Different Results of IgE Binding- and Crosslinking-Based Allergy Tests Caused by Allergen Immobilization

Yoshimi Okamoto-Uchida; Ryosuke Nakamura; Yumiko Matsuzawa; Megumi Soma; Hiroshi Kawakami; Akiko Ishii-Watabe; Tomoko Nishimaki-Mogami; Reiko Teshima; Yoshiro Saito

doi:10.1248/bpb.b16-00389

Abstract

The physicochemical nature of allergen molecules differ from the liquid phase to the solid phase. However, conventional allergy tests are based on the detection of immunoglobulin (Ig)E binding to immobilized allergens. We recently developed an in vitro allergy testing method using a luciferase-reporting humanized rat mast cell line to detect IgE crosslinking-induced luciferase expression (EXiLE test). The aim of the present study was to evaluate the effects of antigen immobilization on the results of different in vitro allergy tests using two anti-ovalbumin (OVA) antibodies (Abs), E-C1 and E-G5, with different properties in the OVA-induced allergic reaction. Both Abs showed clear binding to OVA with an enzyme-linked immunosorbent assay and by BIAcore analysis. However, only E-C1 potentiated EXiLE response for the liquid-phase OVA. On the other hand, OVA immobilized on solid-phase induced EXiLE responses in both E-C1 Ab- and E-G5 Ab-sensitized mast cells. Western blotting of OVA indicated that E-C1 Ab binds both to OVA monomers and dimers, unlike E-G5 Ab, which probably binds only to the OVA dimer. These results suggest that antigen immobilization enhanced IgE crosslinking ability through multimerization of allergen molecules in the solid phase, resulting in an increase in false positives in IgE binding-based conventional in vitro allergy tests. These findings shed light on the physicochemical nature of antigens as an important factor for the development and evaluation of in vitro allergy tests and suggest that mast cell activation-based allergy testing with liquid-phase allergens is a promising strategy to evaluate the physiological interactions of IgE and allergens.

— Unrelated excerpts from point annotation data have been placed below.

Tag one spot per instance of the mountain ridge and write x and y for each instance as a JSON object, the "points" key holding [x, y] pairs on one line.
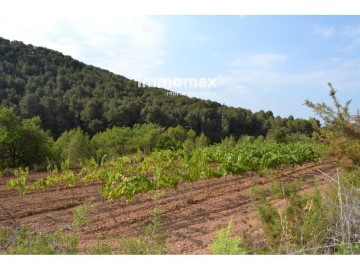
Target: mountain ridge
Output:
{"points": [[67, 93]]}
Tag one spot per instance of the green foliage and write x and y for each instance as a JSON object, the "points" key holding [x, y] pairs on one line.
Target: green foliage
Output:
{"points": [[299, 227], [202, 141], [225, 244], [348, 249], [67, 94], [341, 130], [166, 169], [24, 241], [22, 142], [74, 146], [81, 216], [152, 241]]}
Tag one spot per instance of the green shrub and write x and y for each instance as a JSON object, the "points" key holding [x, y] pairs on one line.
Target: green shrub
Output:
{"points": [[225, 244], [24, 241], [152, 241], [81, 216], [300, 227]]}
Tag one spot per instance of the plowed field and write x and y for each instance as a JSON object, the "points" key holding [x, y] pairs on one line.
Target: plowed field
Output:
{"points": [[191, 215]]}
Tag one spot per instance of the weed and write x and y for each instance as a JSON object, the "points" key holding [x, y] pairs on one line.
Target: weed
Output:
{"points": [[225, 244], [81, 216]]}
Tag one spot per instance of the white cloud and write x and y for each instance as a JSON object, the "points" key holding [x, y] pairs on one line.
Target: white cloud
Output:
{"points": [[324, 31], [129, 45], [352, 31], [257, 61]]}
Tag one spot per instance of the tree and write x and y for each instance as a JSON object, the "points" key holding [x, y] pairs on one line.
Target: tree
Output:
{"points": [[22, 142], [341, 130], [75, 146]]}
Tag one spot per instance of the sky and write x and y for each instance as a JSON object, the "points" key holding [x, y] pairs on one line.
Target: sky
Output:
{"points": [[264, 62]]}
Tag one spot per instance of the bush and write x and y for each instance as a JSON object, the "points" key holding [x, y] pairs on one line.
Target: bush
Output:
{"points": [[24, 241], [152, 241], [81, 216], [225, 244], [300, 227]]}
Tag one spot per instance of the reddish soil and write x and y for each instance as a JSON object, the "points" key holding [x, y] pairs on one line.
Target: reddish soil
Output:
{"points": [[191, 215]]}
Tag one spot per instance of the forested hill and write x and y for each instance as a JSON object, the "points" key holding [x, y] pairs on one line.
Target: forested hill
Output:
{"points": [[66, 93]]}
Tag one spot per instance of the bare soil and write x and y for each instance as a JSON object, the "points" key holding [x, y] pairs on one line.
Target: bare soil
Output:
{"points": [[191, 215]]}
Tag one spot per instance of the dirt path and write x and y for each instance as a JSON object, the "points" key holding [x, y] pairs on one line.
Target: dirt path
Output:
{"points": [[191, 214]]}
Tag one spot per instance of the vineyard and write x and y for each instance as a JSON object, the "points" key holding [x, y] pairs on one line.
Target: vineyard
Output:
{"points": [[196, 192], [167, 169]]}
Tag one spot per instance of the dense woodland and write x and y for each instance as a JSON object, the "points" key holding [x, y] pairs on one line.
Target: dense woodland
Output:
{"points": [[66, 94], [64, 99]]}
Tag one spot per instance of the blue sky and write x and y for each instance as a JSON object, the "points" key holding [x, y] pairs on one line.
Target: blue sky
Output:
{"points": [[259, 62]]}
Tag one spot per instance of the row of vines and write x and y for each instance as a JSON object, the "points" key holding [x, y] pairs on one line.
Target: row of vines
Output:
{"points": [[167, 169]]}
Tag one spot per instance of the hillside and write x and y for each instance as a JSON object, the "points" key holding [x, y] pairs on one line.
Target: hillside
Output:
{"points": [[66, 93]]}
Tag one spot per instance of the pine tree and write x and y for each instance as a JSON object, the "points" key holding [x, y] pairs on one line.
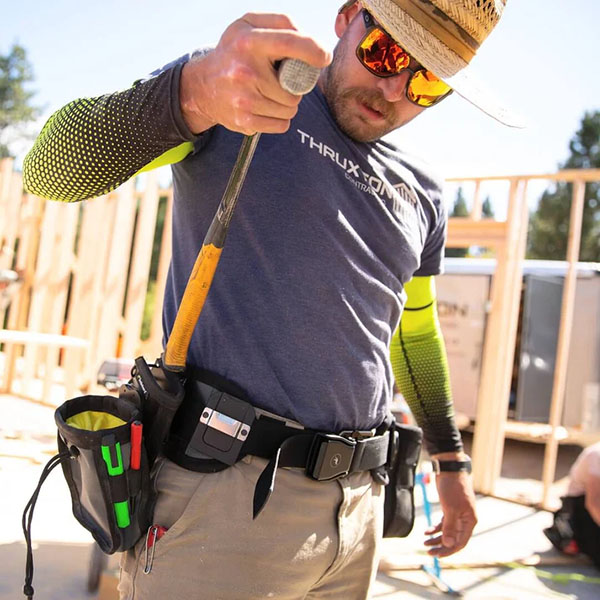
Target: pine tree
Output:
{"points": [[458, 210], [549, 225], [16, 109]]}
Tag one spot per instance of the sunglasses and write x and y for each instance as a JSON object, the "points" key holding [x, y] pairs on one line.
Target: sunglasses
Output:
{"points": [[380, 54]]}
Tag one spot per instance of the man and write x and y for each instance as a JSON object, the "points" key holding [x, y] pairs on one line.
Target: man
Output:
{"points": [[336, 233], [576, 526]]}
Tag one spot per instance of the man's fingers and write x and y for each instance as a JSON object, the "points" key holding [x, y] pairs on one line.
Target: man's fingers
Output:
{"points": [[268, 21], [275, 37]]}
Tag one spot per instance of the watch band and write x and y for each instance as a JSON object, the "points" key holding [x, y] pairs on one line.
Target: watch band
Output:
{"points": [[451, 466]]}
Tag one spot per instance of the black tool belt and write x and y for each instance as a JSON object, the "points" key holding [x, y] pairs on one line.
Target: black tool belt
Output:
{"points": [[214, 429]]}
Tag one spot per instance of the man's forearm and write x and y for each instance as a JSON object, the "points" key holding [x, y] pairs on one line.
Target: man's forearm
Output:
{"points": [[93, 145]]}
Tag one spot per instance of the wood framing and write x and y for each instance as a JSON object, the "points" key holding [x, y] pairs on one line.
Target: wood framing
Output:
{"points": [[85, 271]]}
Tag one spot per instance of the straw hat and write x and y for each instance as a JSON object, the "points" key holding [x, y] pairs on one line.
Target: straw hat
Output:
{"points": [[444, 35]]}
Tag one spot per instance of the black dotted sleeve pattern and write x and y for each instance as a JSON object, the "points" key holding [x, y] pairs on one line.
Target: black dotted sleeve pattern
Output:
{"points": [[421, 371], [93, 145]]}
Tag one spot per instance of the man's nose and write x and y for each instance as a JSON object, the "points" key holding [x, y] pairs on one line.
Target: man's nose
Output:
{"points": [[394, 88]]}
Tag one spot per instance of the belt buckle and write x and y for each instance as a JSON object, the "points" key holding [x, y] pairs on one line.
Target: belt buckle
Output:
{"points": [[331, 457]]}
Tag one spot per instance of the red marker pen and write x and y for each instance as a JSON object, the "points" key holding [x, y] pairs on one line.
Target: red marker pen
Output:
{"points": [[136, 445]]}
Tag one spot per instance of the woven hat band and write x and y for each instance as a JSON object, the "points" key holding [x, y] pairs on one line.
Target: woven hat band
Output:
{"points": [[429, 16]]}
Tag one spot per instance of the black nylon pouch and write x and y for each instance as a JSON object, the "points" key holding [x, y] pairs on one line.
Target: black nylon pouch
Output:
{"points": [[158, 393], [399, 507], [109, 498]]}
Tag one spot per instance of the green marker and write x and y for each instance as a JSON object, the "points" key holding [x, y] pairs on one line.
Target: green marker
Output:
{"points": [[111, 453]]}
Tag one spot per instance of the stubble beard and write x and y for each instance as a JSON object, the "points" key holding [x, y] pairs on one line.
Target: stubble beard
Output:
{"points": [[344, 101]]}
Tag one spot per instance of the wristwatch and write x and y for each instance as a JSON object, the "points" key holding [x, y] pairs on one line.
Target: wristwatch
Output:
{"points": [[451, 466]]}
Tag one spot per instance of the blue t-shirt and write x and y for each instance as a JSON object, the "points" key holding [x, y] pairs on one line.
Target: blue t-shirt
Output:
{"points": [[309, 289]]}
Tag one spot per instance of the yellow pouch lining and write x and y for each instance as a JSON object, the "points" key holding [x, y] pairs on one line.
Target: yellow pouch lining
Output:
{"points": [[92, 420]]}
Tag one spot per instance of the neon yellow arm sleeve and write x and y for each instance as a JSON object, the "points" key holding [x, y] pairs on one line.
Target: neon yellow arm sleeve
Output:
{"points": [[420, 367], [93, 145]]}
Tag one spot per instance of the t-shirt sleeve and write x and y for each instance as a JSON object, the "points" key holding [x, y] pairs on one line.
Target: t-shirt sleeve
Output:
{"points": [[433, 251]]}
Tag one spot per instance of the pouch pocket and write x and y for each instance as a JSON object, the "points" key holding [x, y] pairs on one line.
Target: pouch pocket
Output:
{"points": [[399, 507], [159, 393], [107, 471]]}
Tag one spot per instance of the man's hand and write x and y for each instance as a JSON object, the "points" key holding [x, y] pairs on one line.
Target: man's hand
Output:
{"points": [[236, 85], [457, 498]]}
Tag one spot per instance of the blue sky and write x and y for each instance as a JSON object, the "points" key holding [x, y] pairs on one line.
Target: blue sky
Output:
{"points": [[541, 59]]}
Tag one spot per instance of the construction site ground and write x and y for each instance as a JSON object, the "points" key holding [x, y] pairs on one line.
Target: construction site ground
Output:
{"points": [[508, 557]]}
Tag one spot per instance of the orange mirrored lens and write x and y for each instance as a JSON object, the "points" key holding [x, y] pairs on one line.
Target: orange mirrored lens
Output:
{"points": [[425, 89], [381, 54]]}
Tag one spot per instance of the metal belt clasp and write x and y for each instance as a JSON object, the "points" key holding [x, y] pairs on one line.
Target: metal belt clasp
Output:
{"points": [[331, 457], [222, 429]]}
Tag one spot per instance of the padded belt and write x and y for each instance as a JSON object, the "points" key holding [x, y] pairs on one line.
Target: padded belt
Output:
{"points": [[323, 456]]}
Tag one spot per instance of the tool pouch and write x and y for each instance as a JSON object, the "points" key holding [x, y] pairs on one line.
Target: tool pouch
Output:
{"points": [[399, 507], [107, 470], [158, 393]]}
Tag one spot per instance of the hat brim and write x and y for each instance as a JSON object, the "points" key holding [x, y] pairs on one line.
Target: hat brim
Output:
{"points": [[439, 59]]}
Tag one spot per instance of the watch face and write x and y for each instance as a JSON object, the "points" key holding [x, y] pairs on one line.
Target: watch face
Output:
{"points": [[451, 466]]}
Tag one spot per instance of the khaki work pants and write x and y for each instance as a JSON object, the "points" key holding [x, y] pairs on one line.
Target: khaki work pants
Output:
{"points": [[313, 540]]}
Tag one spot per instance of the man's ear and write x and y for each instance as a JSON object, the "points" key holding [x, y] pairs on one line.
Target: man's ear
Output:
{"points": [[345, 18]]}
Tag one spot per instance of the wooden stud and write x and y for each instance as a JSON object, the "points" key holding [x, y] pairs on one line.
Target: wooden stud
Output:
{"points": [[564, 337], [140, 267], [498, 354], [153, 345]]}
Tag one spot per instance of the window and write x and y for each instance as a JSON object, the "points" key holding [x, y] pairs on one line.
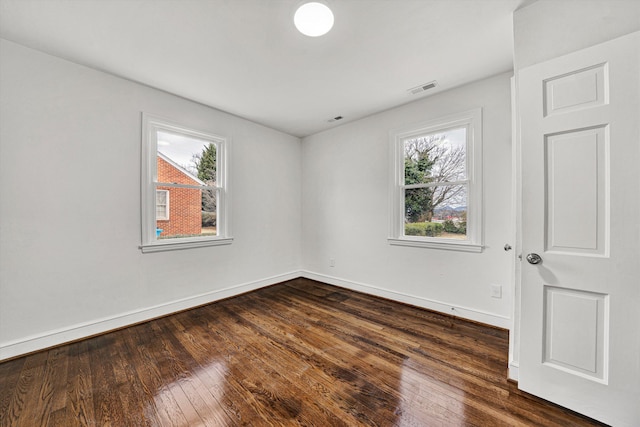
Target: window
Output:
{"points": [[436, 183], [185, 191], [162, 204]]}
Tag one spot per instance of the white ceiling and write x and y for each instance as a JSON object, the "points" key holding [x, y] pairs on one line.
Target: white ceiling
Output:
{"points": [[246, 57]]}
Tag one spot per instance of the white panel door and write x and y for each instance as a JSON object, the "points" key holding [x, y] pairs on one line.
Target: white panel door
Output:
{"points": [[580, 311]]}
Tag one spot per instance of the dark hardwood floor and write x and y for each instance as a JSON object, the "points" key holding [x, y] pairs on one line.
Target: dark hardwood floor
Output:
{"points": [[297, 353]]}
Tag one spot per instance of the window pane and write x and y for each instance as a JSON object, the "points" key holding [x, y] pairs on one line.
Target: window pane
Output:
{"points": [[162, 204], [192, 213], [439, 211], [437, 157], [186, 160]]}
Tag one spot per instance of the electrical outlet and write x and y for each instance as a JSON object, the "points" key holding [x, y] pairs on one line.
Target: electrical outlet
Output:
{"points": [[496, 291]]}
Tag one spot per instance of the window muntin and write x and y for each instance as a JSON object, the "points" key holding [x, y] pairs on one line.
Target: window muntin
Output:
{"points": [[188, 167], [436, 183]]}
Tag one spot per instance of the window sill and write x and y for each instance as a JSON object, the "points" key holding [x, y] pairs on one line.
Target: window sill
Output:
{"points": [[449, 245], [174, 246]]}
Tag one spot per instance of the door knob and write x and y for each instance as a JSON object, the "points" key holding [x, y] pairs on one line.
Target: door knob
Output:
{"points": [[534, 258]]}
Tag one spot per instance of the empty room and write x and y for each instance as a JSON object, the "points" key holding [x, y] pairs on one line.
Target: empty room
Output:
{"points": [[319, 213]]}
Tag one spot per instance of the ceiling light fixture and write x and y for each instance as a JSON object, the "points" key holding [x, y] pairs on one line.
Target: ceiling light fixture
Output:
{"points": [[313, 19]]}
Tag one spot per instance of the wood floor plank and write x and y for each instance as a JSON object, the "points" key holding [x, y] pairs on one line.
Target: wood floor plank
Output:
{"points": [[298, 353]]}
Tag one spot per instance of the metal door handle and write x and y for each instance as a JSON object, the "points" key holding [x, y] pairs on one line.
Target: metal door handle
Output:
{"points": [[534, 258]]}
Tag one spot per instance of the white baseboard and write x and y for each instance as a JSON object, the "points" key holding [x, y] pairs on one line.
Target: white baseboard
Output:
{"points": [[82, 330], [455, 310]]}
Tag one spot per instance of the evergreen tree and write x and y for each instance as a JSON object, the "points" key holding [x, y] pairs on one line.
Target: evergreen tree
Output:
{"points": [[206, 167]]}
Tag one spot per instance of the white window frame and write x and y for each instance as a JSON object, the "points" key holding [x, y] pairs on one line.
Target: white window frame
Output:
{"points": [[149, 176], [167, 208], [472, 121]]}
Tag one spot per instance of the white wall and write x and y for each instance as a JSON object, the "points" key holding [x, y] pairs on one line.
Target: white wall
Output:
{"points": [[346, 213], [70, 205], [547, 29]]}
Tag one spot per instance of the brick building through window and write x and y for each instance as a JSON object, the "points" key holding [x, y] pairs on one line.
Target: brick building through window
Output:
{"points": [[182, 207]]}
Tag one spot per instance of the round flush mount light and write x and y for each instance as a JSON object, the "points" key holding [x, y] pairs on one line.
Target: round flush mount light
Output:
{"points": [[313, 19]]}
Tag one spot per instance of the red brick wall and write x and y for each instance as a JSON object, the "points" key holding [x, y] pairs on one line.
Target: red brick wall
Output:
{"points": [[185, 205]]}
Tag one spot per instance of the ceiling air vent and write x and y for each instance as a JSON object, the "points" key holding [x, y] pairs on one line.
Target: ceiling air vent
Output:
{"points": [[424, 87]]}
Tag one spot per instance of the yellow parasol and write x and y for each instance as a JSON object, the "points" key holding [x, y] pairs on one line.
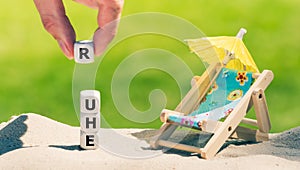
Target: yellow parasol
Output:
{"points": [[231, 51]]}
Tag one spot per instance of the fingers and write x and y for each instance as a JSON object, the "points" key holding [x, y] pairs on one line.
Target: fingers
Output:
{"points": [[108, 19], [56, 22]]}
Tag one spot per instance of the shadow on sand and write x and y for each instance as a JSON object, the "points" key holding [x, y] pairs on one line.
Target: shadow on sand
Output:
{"points": [[11, 133]]}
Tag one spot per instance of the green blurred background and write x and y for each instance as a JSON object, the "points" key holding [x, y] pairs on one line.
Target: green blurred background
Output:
{"points": [[36, 77]]}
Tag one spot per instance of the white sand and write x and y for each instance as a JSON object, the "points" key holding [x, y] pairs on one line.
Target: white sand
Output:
{"points": [[32, 141]]}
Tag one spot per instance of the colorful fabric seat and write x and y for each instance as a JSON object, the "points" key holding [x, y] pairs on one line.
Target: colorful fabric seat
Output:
{"points": [[228, 89]]}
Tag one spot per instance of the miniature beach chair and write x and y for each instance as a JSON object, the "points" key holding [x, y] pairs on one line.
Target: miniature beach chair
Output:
{"points": [[227, 89]]}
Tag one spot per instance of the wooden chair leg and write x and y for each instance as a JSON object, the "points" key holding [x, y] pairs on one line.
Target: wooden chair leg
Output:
{"points": [[261, 110]]}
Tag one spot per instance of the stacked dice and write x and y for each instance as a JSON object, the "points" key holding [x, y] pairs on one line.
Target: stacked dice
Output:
{"points": [[89, 100]]}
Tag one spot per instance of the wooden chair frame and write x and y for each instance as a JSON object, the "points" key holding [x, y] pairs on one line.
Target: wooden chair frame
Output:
{"points": [[229, 128]]}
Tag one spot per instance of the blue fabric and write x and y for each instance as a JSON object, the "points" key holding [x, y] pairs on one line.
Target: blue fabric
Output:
{"points": [[230, 86]]}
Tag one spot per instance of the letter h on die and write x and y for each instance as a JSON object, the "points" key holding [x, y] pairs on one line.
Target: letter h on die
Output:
{"points": [[89, 118]]}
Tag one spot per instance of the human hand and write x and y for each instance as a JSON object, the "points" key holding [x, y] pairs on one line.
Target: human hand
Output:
{"points": [[56, 22]]}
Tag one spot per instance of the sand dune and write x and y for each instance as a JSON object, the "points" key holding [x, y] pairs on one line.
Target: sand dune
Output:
{"points": [[31, 141]]}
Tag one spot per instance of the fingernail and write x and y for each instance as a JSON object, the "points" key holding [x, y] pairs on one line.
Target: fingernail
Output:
{"points": [[64, 49]]}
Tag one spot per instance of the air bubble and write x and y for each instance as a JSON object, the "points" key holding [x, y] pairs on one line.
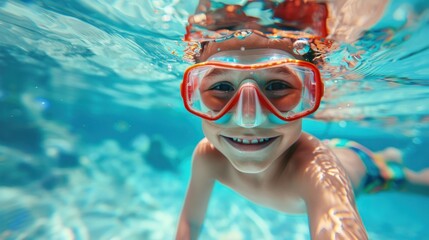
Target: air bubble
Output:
{"points": [[301, 47], [417, 141]]}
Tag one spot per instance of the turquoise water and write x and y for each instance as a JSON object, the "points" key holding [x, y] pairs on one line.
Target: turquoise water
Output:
{"points": [[95, 142]]}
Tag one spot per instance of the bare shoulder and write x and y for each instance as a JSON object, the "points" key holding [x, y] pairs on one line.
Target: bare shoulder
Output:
{"points": [[308, 149], [315, 165], [207, 159]]}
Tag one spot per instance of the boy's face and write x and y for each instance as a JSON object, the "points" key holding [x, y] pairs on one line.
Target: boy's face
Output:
{"points": [[251, 149], [235, 142]]}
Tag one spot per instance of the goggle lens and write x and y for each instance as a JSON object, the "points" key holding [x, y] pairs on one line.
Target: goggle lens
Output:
{"points": [[288, 88]]}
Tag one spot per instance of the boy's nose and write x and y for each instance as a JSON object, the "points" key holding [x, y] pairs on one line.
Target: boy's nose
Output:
{"points": [[248, 112]]}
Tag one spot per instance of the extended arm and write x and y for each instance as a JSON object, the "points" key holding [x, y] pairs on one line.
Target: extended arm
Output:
{"points": [[197, 197], [330, 199]]}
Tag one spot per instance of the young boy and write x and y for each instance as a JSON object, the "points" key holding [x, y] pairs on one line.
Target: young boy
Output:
{"points": [[252, 92]]}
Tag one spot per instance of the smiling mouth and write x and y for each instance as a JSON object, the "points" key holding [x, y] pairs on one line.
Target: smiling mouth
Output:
{"points": [[249, 144]]}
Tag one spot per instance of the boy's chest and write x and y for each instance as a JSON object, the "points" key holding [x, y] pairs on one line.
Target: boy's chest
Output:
{"points": [[278, 195]]}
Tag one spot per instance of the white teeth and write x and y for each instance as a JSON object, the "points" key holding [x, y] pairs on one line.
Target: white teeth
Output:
{"points": [[250, 141]]}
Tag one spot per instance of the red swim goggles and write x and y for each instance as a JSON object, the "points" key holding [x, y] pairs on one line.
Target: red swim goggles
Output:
{"points": [[251, 84]]}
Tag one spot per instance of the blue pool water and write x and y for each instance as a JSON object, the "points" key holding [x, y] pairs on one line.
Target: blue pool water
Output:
{"points": [[95, 142]]}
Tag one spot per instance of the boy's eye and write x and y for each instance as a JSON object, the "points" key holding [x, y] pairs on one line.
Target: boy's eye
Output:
{"points": [[277, 85], [223, 86]]}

Immunoglobulin (Ig)E is the primary factor for mast cell activation and type I allergic reactions, such as histamine release and production of inflammatory factors. Although immunochemical allergen-specific IgE tests based on the binding of serum IgE to an allergen are used worldwide, the results cannot always be translated into a clear diagnosis, especially in the case of food allergies.^1,2) The existence of allergen-specific IgE indicates that the individual has been previously sensitized to the allergen. However, IgE is not always capable of crosslinking high-affinity IgE receptors (FcεRI) with the soluble allergen because multiple epitopes of an allergen molecule are required.³⁾ Additionally, there is a greater abundance of antigen-specific IgGs in sera than IgE, which may interfere with the binding of IgE to the antigen. To overcome this blocking effect, excessive amounts of antigens are immobilized in the solid phase of immunochemical allergy tests, such as the radioallergosorbent test and fluoroenzyme immunoassay ImmunoCAP^® (CAP test).^4,5) However, immobilization may affect the physicochemical nature of the antigens, resulting in discrepancies of the allergenicity of the molecule between in vivo responses and in vitro tests.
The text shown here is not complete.